Soils, their formation, properties, composition, and relations to climate and plant growth in the humid and arid regions - Eugene W. Hilgard

Heat and Moisture are the main governing conditions of plant growth. In a preceding chapter the relations of soils and plant growth to water have been considered; in the present one the relations of both moisture and heat to soils and plants will be discussed; and to do this intelligibly to those not making a specialty of such studies, it becomes necessary to introduce, first, a summary consideration of the subject of climate.

Climatic conditions control, and to a great extent determine, the industrial pursuits of every country; all the more so as the rapid communication and transportation by means of modern appliances now brings every part of the globe in competition with every other. The question is not now what it may be intrinsically possible to do under certain climatic and geographical conditions, but whether these things can be done with a reasonable prospect of profit and commercial success, in competition with other countries offering more or less of similar possibilities. While it is true that the cost of labor frequently enters most heavily into such problems, yet favorable or unfavorable climatic or soil-conditions may in many cases turn the scale. Thus the high price of labor and fuel on the Pacific coast of the United States would at first blush seem to render competition with Europe and the East in the production of beet sugar commercially impossible; yet exceptionally favorable climatic and soil-conditions concur to turn the scale in favor of California at least, so as to have placed that state at the head of the sugar-producing states of the Union. A general understanding of the climatic conditions which concern the United States more or less directly, is therefore needful to an appreciation of their agricultural possibilities.

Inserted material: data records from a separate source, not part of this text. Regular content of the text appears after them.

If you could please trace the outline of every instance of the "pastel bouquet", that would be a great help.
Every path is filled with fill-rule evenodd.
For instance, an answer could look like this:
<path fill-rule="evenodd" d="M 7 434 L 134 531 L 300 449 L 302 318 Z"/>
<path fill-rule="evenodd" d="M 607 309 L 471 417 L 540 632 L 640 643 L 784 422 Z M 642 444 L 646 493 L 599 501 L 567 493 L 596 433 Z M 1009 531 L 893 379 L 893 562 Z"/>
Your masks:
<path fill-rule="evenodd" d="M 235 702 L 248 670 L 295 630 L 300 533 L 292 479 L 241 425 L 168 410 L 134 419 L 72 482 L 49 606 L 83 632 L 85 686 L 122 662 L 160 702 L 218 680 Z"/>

Climatic Conditions.—The factors usually mentioned as constituting climate are temperature, rainfall and winds. Since the latter two factors, however, are themselves merely the result of heat conditions, it is proper to discuss from the outset the origin and mode of action of heat.

TEMPERATURE.

The temperature of stellar space outside of the atmosphere is known to be very low. The increasing cold as we ascend to greater heights, is a fact familiar to all. Langley has calculated upon the basis of observations made at the summit and foot of Mount Whitney in California, that the temperature of space lies near 200° Cent. (360° F.) below the freezing point of water; and this would be the temperature near the Earth’s surface, were it not for the surrounding atmosphere. The latter absorbs but a small amount of the sun’s direct heat rays (which are of high intensity), as they penetrate it to the Earth’s surface. But as the earth’s surface is warmed, the heat rays of low intensity which it emits cannot pass back through the atmosphere to the sun or to outer space; they are “trapped,” as it were, by the dense air resting near the earth’s surface, which is then warmed partly by the radiation from, partly by direct contact with, the soil. It is to the existence of our atmosphere, then, that the possibility of our animal and vegetable life in their present form is due; and a decrease of the trapping effect on the sun’s heat rays makes itself quickly felt when ascending, either in balloons or on high mountains. Moreover, it is well known to mountain climbers that at great elevations the sun’s heat is extremely intense at noon; even though the temperature may fall to the freezing point at night, owing to the failure of the thin air to prevent the radiation back into space of the heat absorbed during the day. On the high plateaus of the Andes and of Asia, therefore, very extreme climates prevail, on account of the great range of temperature between day and night.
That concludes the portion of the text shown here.